津波によって流出・冠水した農地は推定で水田2万ha、畑3400haとなっている。大部分は岩手、宮城、福島の3県が占める。
白書ではこうした被害を記述し、復旧に向けた緊急対応と復興に向けた取り組みも記述、震災直後からの食料支援などでは農水省、JAグループ、一般企業なども含めた支援が行われたことなどのほか、3年で復旧をめざす「農業・農村の復興マスタープラン」の内容などを整理する予定だ。 被災地の農業復興については、3月1日現在で36%(7820ha)で除塩完了または着工済みとなっていることや農業経営体の26%(1750経営体)が営農を再開している(23年7月11日時点)。ただし、営農再開状況については24年3月11日時点でのとりまとめを最新データとして白書に盛り込むことにしている。

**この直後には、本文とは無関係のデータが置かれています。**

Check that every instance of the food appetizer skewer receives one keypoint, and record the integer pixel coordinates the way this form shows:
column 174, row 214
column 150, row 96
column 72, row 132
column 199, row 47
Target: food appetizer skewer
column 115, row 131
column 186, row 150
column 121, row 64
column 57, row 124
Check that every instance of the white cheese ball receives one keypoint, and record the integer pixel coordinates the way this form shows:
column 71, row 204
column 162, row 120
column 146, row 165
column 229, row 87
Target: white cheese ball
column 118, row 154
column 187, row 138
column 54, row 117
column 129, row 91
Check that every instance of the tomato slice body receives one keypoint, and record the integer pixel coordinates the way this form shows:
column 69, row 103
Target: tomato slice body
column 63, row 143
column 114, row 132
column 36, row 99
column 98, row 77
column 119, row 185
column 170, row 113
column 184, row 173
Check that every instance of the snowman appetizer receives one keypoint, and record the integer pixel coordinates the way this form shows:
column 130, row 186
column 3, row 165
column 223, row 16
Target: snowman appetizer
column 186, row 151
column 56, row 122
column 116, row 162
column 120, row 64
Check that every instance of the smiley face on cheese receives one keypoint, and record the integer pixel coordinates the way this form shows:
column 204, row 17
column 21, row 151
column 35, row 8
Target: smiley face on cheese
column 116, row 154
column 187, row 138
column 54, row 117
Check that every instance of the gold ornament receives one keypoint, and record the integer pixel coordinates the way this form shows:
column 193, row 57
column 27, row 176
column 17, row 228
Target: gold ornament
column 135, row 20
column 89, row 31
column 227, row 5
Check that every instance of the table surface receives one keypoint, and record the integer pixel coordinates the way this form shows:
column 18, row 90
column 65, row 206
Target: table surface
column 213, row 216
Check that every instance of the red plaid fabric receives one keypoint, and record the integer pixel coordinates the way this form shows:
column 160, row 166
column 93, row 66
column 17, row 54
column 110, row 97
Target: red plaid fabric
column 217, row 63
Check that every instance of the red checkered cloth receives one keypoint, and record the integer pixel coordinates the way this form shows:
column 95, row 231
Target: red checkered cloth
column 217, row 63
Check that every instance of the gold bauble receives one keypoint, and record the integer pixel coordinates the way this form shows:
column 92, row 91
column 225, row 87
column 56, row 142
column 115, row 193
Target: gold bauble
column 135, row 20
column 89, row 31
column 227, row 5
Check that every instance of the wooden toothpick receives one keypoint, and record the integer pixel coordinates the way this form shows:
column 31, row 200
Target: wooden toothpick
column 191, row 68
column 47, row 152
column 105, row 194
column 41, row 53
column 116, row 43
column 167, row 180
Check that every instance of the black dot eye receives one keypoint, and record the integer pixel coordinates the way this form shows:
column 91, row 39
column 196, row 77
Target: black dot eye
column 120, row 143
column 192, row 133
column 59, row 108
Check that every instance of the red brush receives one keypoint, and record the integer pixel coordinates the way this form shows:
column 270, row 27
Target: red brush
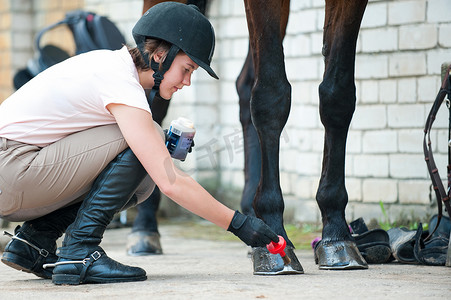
column 278, row 248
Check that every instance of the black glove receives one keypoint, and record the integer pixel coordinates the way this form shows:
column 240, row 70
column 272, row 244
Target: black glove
column 251, row 230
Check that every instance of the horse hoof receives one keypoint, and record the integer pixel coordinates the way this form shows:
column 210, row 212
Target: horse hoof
column 339, row 255
column 266, row 263
column 141, row 243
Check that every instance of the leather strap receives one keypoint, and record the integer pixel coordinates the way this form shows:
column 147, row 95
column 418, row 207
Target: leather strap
column 441, row 194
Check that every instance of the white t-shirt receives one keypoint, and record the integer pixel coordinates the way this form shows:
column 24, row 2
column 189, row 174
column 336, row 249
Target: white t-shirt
column 72, row 96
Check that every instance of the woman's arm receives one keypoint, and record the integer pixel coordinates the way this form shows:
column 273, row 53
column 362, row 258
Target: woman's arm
column 145, row 140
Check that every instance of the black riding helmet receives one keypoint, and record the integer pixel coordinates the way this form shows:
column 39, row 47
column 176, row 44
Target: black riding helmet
column 185, row 27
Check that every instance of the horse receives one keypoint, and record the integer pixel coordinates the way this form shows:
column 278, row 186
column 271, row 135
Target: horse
column 265, row 99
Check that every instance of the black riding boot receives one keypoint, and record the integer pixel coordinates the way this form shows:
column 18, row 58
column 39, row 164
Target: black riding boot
column 34, row 243
column 81, row 259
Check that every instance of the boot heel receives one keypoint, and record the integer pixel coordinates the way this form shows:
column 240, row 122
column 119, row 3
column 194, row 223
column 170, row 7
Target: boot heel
column 17, row 262
column 65, row 279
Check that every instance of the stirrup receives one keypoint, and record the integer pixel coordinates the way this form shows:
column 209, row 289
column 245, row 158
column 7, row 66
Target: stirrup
column 42, row 252
column 86, row 262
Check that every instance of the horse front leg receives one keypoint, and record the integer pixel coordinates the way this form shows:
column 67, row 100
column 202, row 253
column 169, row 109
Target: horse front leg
column 337, row 249
column 270, row 106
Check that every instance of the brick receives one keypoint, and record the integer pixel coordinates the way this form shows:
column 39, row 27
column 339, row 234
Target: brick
column 407, row 64
column 371, row 66
column 427, row 88
column 369, row 91
column 405, row 12
column 308, row 163
column 380, row 141
column 414, row 191
column 354, row 189
column 418, row 37
column 438, row 11
column 410, row 141
column 379, row 40
column 305, row 187
column 302, row 21
column 409, row 166
column 387, row 91
column 371, row 165
column 5, row 21
column 5, row 41
column 376, row 190
column 375, row 15
column 407, row 90
column 405, row 116
column 369, row 117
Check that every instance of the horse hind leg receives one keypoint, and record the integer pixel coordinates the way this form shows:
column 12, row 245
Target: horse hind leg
column 269, row 108
column 337, row 249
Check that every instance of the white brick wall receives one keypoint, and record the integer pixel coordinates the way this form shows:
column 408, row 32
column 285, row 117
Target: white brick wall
column 399, row 53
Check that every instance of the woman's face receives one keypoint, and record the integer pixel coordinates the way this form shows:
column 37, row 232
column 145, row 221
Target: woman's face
column 178, row 75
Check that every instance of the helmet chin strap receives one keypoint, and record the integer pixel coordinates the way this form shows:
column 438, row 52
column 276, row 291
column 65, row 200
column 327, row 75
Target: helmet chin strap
column 158, row 73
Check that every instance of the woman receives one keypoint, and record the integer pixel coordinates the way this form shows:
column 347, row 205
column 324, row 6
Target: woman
column 78, row 144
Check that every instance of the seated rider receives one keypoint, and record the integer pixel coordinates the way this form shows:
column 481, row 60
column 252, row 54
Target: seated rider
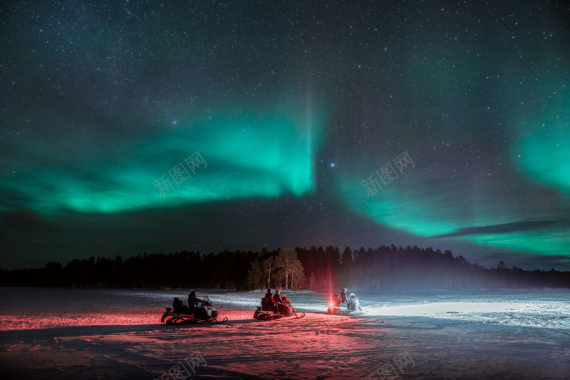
column 343, row 295
column 285, row 306
column 267, row 302
column 277, row 299
column 194, row 302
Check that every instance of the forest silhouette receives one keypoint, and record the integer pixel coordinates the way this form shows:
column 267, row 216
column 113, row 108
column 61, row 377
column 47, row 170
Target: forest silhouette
column 386, row 268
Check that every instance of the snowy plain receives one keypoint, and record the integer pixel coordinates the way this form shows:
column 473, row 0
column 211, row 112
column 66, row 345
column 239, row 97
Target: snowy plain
column 117, row 334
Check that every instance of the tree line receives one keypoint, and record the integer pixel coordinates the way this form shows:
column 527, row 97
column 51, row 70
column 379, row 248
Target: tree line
column 386, row 268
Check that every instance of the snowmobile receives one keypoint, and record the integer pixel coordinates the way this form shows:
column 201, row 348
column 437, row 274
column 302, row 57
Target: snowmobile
column 180, row 314
column 269, row 311
column 352, row 304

また、震災を契機に消費者が食品の安定供給体制の重要さを認識するようになったことや、7割の消費者が食品備蓄の必要性を認識しており、このうち3割は震災を機に備蓄の必要性を感じるようになったなどの意識調査結果を紹介している。 福島の原発事故については発生後からさまざまに起きた問題を整理し、とくに風評被害について農業者や食品産業事業者へのアンケート結果などで紹介している。
特集以外の部分は例年通り食料、農業、農村のそれぞれの状況分析と政策対応について記載する。
このうち戸別所得補償制度については、米の過剰作付けの減少や新規需要米などの生産拡大、農家経営の改善などに効果が出ていることを指摘している。 ただし、この日の審議会では戸別所得補償制度が経営の持続的発展に資するかどうかの分析や、将来めざすべき農業像に向けた制度の課題などを白書で指摘すべきだとの意見もあった。
23年度白書は4月下旬の閣議決定をめざしている。